No Industrial Restriction In Secret (IRIS) Act Introduced

Feb. 2, 2024
The No IRIS Act would prohibit the federal government from using the EPA’s Integrated Risk Information System (IRIS) to inform its rulemakings unless Congress explicitly authorizes the program.

On Feb. 1, Sen. John Kennedy (R-La.) and Rep. Glenn Grothman (R-Wis.) introduced the No Industrial Restrictions In Secret Act (No IRIS Act). The act aims to restrict the U.S. Environmental Protection Agency (EPA) from relying on assessments generated by the EPA’s Integrated Risk Information System (IRIS) Program. 

According to the EPA’s website, the IRIS Program was created in 1985 to provide an internal database of human health assessments for chemicals found in the environment. The goal of the IRIS Program is to foster consistency in the evaluation of chemical toxicity across the agency.

IRIS was made available to the public in 1988, first via an email system and later via the National Library of Medicine's TOXNET system and the National Technical Information Service.
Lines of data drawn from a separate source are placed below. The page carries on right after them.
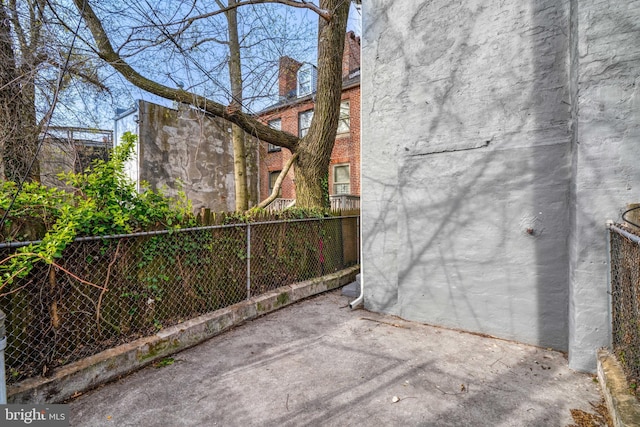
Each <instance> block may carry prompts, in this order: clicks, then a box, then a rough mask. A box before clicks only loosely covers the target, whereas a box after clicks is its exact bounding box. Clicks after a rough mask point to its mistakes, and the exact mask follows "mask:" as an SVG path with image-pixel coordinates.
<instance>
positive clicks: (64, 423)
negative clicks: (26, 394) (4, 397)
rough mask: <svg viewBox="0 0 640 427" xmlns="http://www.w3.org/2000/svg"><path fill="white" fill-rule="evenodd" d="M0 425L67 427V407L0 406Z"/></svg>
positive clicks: (68, 425)
mask: <svg viewBox="0 0 640 427" xmlns="http://www.w3.org/2000/svg"><path fill="white" fill-rule="evenodd" d="M0 425H1V426H7V427H9V426H26V425H28V426H40V427H63V426H64V427H68V426H69V405H0Z"/></svg>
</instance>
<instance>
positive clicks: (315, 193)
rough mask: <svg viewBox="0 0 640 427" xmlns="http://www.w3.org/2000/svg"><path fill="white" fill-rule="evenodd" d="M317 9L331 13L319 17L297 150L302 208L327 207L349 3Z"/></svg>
mask: <svg viewBox="0 0 640 427" xmlns="http://www.w3.org/2000/svg"><path fill="white" fill-rule="evenodd" d="M320 8H321V9H325V10H333V11H334V13H333V17H332V19H331V20H330V21H328V22H327V21H324V20H319V27H318V92H317V96H316V104H315V111H314V114H313V120H312V122H311V127H310V128H309V132H308V133H307V135H306V136H305V137H304V138H303V139H302V140H301V141H300V145H299V147H298V150H297V153H299V157H298V160H297V161H296V164H295V168H296V206H298V207H304V208H309V207H324V208H328V207H329V188H328V178H329V177H328V173H329V162H330V160H331V151H332V150H333V145H334V143H335V139H336V130H337V128H338V119H339V117H340V96H341V94H342V53H343V51H344V38H345V32H346V28H347V16H348V14H349V2H346V1H341V0H322V1H321V2H320Z"/></svg>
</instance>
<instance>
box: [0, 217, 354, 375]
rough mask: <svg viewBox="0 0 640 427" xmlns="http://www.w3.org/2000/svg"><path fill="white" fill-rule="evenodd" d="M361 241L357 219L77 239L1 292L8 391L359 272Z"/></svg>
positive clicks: (240, 224)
In 2015, the first IRIS public science meeting was held in which independent, subject-matter experts identified by the National Academies of Sciences and National Research Council joined the public discussion on key science questions and preliminary assessment materials.
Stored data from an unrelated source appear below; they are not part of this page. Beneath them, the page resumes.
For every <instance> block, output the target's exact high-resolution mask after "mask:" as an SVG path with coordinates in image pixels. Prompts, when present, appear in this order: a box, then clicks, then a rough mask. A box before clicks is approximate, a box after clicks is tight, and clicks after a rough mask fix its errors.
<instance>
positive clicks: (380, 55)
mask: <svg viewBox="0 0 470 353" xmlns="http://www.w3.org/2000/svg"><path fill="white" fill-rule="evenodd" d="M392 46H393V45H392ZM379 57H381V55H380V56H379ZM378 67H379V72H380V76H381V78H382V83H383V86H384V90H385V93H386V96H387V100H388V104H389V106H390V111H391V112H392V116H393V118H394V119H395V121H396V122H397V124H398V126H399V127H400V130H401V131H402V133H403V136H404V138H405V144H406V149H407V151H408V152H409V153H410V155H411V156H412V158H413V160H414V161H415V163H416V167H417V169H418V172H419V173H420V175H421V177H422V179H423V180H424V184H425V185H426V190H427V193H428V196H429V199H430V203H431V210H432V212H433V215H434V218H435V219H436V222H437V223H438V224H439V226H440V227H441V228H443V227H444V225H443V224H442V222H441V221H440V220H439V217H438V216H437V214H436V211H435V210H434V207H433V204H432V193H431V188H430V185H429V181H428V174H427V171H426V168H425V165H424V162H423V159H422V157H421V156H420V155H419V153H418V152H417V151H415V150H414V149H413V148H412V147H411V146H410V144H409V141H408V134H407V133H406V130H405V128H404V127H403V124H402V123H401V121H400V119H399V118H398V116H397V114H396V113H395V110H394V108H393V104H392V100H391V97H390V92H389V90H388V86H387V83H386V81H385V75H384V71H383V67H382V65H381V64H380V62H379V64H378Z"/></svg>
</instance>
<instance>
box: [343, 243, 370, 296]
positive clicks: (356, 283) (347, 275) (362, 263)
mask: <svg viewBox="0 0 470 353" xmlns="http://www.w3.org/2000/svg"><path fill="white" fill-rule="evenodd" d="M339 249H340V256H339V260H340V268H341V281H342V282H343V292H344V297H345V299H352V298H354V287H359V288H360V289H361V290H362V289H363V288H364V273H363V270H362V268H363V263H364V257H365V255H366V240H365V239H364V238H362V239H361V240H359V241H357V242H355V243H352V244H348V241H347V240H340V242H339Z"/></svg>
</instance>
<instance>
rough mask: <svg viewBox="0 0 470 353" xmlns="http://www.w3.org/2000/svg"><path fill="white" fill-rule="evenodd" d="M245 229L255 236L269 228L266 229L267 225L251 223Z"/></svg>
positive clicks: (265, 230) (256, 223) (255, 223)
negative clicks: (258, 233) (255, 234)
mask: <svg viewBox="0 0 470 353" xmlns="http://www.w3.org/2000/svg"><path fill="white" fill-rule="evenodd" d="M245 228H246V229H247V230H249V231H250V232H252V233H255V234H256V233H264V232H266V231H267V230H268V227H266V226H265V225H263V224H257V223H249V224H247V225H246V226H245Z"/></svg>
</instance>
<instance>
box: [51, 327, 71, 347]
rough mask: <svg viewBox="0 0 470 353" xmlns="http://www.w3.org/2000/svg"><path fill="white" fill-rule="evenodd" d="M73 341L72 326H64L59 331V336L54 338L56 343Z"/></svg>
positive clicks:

Kennedy said in a press release, "The Biden White House is using the EPA’s IRIS to create more red tape for America’s chemical manufacturers, and it is crushing the industry. The No IRIS Act would ensure that unelected bureaucrats do not abuse the IRIS to implement rules that kill Louisiana jobs and hurt our economy without congressional approval.” 

Shortly after the introduction of the No IRIS Act, the American Chemistry Council (ACC) showed its support.  

“Computer chips, modern healthcare, housing, infrastructure, agriculture, and energy are all made possible by America’s chemical industry,” said Chris Jahn, president and CEO of the ACC, in a press release.  “Unfortunately, the IRIS program puts many critical chemistries in jeopardy. The IRIS program has a troubling history of being out of step with the best available science and methods, lacking transparency, and being unresponsive to peer review and stakeholder recommendations. As a result, the IRIS program – which has never been authorized by Congress – produces assessments that defy common sense. We thank Senator Kennedy and Congressman Grothman for their work to promote sound science and protect America’s ability to compete and innovate.”